More to the point, “high-dividend stocks have tended to do better than other shares in both bull and bear markets,” as well as “tend to outperform most other assets in periods of low or no economic growth—exactly where we are now,” according to a BlackRock Investment Institute March 2012 report.

Predicting Apple’s Future Performance

“Annual inflation of just 3% cuts the purchasing power of a $100,000 cash hoard in half over 25 years. … The impact of inflation shows putting money under the mattress [hoarding cash] is not a viable long-term strategy,” according to the BlackRock article.

With Apple letting go of some of its cash hoard, a prediction of continued impressive performance of Apple stock seems more realistic.

However, the author of a Motley Fool article asked himself if Apple would continue to be a rising star, and would people still buy the stock even if it reached beyond $600 per share, or as with so many other firms, would it just reach a point when it stops rising, preparing for a decline.

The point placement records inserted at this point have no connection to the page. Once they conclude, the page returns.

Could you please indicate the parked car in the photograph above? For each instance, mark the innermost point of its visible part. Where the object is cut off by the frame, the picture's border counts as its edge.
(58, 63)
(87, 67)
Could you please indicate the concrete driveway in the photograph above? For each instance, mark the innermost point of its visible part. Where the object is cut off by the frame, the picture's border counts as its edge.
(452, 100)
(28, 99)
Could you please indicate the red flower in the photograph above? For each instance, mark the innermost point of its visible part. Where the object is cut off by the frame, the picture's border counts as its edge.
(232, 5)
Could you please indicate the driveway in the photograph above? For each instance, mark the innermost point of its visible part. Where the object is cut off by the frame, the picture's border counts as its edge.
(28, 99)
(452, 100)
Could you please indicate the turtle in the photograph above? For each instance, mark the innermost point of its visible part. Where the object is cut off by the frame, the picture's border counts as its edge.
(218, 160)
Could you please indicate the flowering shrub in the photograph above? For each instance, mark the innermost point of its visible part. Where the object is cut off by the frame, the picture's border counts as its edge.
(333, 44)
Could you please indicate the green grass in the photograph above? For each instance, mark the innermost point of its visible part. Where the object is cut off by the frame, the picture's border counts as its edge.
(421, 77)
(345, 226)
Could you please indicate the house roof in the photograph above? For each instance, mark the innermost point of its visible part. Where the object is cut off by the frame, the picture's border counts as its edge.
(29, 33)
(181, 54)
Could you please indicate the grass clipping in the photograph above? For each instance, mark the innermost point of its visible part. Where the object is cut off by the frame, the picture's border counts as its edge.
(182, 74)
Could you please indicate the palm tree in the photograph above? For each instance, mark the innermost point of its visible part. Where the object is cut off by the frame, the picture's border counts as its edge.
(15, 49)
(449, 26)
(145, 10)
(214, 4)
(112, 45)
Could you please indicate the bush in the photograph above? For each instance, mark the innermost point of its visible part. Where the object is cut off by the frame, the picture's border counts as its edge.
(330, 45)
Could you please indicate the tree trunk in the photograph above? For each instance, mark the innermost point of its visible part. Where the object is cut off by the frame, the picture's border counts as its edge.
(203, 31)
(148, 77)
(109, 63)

“Enough, already! Is Apple still a buy? Put it all together and yes, I still think Apple’s a buy,” the author of The Motley Fool article said.

The analysis suggests that Apple will continue to be a rising star, at least until 2013, as it is moving aggressively into emerging markets, including Brazil, Russia, India, and Indonesia.

While moving into emerging markets, Apple also is trying to promote its products with the information technology folks in developed markets, envisioning the iPhone, iPad, and Macintosh computer would be used company wide.

There is always that surprise move with Apple, and this time, to keep the market in its pocket, Apple just announced that it is diversifying and that there will be an Apple television set by 2013.

“Smartphones and tablet computers may already be in the hands of millions of Americans, but monumental growth still lies ahead. Morgan Stanley predicts smartphone sales will outpace PC and laptop sales in 2012. By 2013, an estimated 650 million smartphones will be sold. And over 1 billion smartphones will be sold annually by 2016, according to IMS Research,” a Motley Fool Stock Advisor special report states.

Extraordinary Profits Only for Apple

“Business partnerships with Apple Inc. (Nasdaq: AAPL) produce abundant profits—but usually only for Apple,” suggests the article “How Apple Inc. Became the Vampire Squid of Tech” on the Money Morning website.

The article implies that Apple, given its market position, procures agreements that undercut its business partners’ profitability.

Given its agreements with Apple, the profit margin for AT&T Inc. dropped to 15 percent in the fourth quarter of 2011, from 22.9 percent in the prior year. Verizon Communications Inc.’s profit dropped by an average of 4.2 percent per quarter during 2009 and 2010. Others, such as Sprint, are experiencing a significant drop in their profit margins.

Retailers, including Best Buy Co. Inc. and Radio Shack Corp., earn around $100 when selling an iPhone versus three times as much when selling the phones of Apple’s competitors.

Google Inc. isn’t impervious to Apple’s operational antics. Google keeps only about one-fourth of the profit on digital products, the Money Morning article suggests.

“Apple has, in effect, become the technology world’s ‘vampire squid’—a term coined by Rolling Stone [Magazine] Matt Taibbi in 2009 to describe Wall Street behemoth Goldman Sachs,” according to the Money Morning article.